В спальню заглянула Каролина.
— Приехал водитель миссис Харрис.
Оскара было не остановить. Ингрид, отдающая приказы, наводила такой ужас, что я позволила ему сделать все, что было велено. Теперь дамы с Парк-авеню занимались моей карьерой. Новый повод для депрессии.
Но за последние месяцы я успела привыкнуть к депрессии. На моем лице застыла дежурная улыбка — отчаянная попытка выглядеть счастливой перед детьми. Я все еще старалась жить как обычно, проводить время с семьей и обедать с Филипом.

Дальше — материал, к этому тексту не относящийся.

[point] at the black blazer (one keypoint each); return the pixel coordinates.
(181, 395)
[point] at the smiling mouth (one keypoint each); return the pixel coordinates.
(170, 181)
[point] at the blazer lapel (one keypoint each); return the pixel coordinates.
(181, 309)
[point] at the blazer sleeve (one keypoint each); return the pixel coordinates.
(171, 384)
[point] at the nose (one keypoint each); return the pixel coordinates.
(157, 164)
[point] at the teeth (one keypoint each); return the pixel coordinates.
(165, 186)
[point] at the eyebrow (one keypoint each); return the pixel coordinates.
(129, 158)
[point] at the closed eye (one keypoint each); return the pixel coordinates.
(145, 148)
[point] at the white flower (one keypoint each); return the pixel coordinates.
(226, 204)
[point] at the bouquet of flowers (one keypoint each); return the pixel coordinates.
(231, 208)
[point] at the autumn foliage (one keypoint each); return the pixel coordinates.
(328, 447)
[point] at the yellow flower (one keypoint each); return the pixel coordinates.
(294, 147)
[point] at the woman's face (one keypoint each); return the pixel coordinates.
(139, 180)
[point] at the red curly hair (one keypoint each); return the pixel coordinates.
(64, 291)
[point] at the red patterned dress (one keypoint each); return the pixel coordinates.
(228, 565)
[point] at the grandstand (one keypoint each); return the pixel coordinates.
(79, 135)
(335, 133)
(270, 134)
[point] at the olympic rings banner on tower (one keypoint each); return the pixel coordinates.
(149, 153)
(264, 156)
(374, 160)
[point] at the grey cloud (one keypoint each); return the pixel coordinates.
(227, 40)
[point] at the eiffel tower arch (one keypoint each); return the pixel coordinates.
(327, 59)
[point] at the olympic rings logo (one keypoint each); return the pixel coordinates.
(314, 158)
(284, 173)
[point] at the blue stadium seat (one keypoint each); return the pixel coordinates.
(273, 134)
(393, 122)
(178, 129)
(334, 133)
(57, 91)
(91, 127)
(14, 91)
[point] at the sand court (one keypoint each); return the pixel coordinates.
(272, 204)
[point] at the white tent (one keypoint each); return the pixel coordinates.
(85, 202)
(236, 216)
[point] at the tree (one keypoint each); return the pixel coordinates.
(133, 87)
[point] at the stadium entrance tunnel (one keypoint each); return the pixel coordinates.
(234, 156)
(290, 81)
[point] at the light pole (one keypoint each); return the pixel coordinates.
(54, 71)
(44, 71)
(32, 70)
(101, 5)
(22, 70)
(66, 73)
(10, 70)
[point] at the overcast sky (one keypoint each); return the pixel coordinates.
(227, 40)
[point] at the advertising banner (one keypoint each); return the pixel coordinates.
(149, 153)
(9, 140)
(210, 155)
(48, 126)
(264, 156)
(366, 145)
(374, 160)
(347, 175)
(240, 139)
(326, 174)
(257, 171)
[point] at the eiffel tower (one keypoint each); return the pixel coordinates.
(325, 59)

Иногда я даже хотела спасти наш брак — ради меня, ради нас, особенно ради детей.
Филип, поначалу отправленный мною спать на кушетку в свой кабинет, пытался изображать раскаяние, но у него не очень-то получалось. В основном он ночевал в гостевой спальне своей матери. Мы с ним раз десять ходили на консультации к семейному психологу, обсуждали причины его поведения — он чувствовал отдаление от меня, он думал, что мне наплевать, что он меня больше не волнует, ему нужны были внимание и любовь. Вполне понятные причины для измены, но хотя после консультаций ситуация виделась несколько яснее, это никак не повлияло на ощущение пустоты в моем сердце.